The next day, when I was sitting in my study, I saw two men pitch up at my front door: a little chap with a notebook and another bloke with a camera. Julia went to the door. They told her they were from the Mirror. She told them I was busy. So they went to wait in their two separate cars.
Next, two football reporters from another newspaper telephoned me separately. One admitted, when I asked him, that it was only a story because it was me and because of Stuttgart. The other writer from that newspaper, a friend, said he needed a bit of information so that he could ‘kill’ the story.
I thought it was all unbelievable. I had refereed the game really, really well and yet I had headlines in the papers and people on my doorstep.
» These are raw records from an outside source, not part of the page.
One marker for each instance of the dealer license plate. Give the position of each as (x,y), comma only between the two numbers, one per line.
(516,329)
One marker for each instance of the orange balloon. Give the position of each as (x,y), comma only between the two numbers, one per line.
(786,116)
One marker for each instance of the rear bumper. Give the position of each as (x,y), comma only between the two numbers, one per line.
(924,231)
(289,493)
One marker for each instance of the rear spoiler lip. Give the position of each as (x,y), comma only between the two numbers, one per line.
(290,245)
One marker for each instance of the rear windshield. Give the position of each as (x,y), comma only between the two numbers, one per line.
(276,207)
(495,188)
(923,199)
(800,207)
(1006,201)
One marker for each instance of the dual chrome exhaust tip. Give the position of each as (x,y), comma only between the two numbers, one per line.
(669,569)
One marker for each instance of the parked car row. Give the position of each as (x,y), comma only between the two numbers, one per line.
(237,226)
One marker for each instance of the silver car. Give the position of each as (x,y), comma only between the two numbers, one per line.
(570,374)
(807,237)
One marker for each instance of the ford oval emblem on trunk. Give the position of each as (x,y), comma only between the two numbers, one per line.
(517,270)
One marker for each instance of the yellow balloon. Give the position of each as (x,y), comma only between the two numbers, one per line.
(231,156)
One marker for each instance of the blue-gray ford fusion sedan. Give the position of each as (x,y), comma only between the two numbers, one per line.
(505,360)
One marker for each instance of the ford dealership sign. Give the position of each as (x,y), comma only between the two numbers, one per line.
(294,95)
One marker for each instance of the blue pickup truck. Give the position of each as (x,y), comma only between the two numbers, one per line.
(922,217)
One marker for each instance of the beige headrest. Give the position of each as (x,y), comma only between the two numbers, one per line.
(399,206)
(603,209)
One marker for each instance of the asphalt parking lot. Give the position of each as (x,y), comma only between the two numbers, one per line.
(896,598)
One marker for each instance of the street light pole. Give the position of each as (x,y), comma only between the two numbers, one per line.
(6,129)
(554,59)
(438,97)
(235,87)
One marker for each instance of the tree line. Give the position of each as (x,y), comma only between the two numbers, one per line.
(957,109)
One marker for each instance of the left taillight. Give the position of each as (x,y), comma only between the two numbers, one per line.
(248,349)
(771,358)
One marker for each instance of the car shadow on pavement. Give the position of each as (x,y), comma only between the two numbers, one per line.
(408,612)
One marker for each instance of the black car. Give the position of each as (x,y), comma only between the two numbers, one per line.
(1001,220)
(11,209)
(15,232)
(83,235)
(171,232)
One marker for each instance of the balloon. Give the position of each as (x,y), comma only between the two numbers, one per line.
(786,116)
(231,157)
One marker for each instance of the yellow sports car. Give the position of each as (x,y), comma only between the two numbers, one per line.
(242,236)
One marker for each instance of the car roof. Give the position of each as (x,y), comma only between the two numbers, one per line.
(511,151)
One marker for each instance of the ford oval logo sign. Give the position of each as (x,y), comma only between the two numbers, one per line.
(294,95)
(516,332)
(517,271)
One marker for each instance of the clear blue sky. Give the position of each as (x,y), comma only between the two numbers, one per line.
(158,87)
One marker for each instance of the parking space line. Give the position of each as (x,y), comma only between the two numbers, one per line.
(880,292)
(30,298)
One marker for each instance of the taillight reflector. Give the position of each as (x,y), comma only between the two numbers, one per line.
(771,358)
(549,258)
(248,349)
There had been no clandestine deal, no special signal for Alan Pardew. Yet newspapers and their readers were quite ready to believe that I would do something partisan. That assumption – that I would favour one side – was what hurt.
One reason for that assumption was that people are always ready to assume the worst about any referee, but another reason for the assumption in this particular case was because it was me – the bloke who had messed up in Stuttgart. I’d made a big mistake in Germany. I was fallible. I could easily get something badly wrong at Charlton. That was the reasoning, and that was why I had to pack up that season.